My parents have a big, beautiful garden where they grow every vegetable and fruit that grows in Germany. We also have apple trees that bear the most delicious, sweet, juicy apples you will ever taste. Every autumn the apples are ready for harvest, and when I look at our apple-trees during that time, I am struck by the sheer abundance that is almost a wasteful amount of apples. Apples on the ground, apples hanging from the branches, apples everywhere. But soon these trees will be bare, entering their dormant stage. They will enter a season of waiting in which they do not bear any fruit.  At least they are not bearing any visible fruit, and the waiting for more apples looks barren when it is actually the preparation for abundance.

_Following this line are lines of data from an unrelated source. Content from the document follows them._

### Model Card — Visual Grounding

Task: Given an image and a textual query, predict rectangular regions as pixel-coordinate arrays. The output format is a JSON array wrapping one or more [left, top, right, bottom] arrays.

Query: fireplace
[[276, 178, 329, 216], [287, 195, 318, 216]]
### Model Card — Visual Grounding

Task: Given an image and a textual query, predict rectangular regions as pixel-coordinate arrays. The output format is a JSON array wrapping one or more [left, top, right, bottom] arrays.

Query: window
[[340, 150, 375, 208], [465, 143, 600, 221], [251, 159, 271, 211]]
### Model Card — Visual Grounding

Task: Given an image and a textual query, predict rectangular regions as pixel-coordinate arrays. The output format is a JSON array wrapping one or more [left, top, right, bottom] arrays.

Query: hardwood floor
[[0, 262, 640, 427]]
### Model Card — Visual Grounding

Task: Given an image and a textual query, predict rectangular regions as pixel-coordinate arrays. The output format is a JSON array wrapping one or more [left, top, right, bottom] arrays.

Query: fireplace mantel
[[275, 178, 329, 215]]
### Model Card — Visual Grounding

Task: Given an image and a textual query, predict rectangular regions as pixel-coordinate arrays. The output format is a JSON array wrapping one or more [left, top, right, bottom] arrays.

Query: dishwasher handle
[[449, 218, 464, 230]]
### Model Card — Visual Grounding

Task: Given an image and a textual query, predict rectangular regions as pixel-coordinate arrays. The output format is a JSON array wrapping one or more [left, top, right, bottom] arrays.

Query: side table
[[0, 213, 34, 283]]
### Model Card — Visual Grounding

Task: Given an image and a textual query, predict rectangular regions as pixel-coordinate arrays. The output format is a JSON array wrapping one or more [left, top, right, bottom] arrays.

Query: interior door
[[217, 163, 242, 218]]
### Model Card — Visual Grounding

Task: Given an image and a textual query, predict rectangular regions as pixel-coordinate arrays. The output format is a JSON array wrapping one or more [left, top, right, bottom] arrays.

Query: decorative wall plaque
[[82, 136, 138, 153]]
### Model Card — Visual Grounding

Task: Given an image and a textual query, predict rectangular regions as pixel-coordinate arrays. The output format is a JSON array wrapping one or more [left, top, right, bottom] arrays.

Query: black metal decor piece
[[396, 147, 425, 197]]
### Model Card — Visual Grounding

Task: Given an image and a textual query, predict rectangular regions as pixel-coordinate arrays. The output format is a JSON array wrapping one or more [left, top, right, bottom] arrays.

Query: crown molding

Even the Bible talks about bearing fruit in season. “There is an appointed time for everything. And there is a time for every event under heaven.”  ~ Ecclesiastes 1:3

In years long gone by, the only way to do things was in rhythm with nature, observing and respecting its laws. We could only eat fresh berries and tomatoes in the summer, apples in the autumn, canned and stored foods in the winter, and the little snowdrop flowers were the first messengers that spring is arriving.

Daniela Clapp teaches Holistic Piano Method

Little Snowdrop flower

Now we live in a culture, where fruits and everything else we can think of are available all the time. We don’t have to observe the natural rhythm of sowing and harvest, of night and day, of rest and work. We can produce everything artificially and instantly. And that is where trouble begins: we ignore our own physical limitations, and the limitations of each season of our life. We demand and we expect “fresh fruit” at the snap of our fingers.

But learning to play the piano brings us back to those natural rhythms of life itself; it is a cycle of sowing, which is the daily practicing, then waiting, which is more practicing, then harvesting fruits, which is the playing in recitals or just having mastered a concept or a piece, and then the barren waiting again.

If you focus too much on the barren ground in the winter, then you will miss the abundance that is all around you all year long.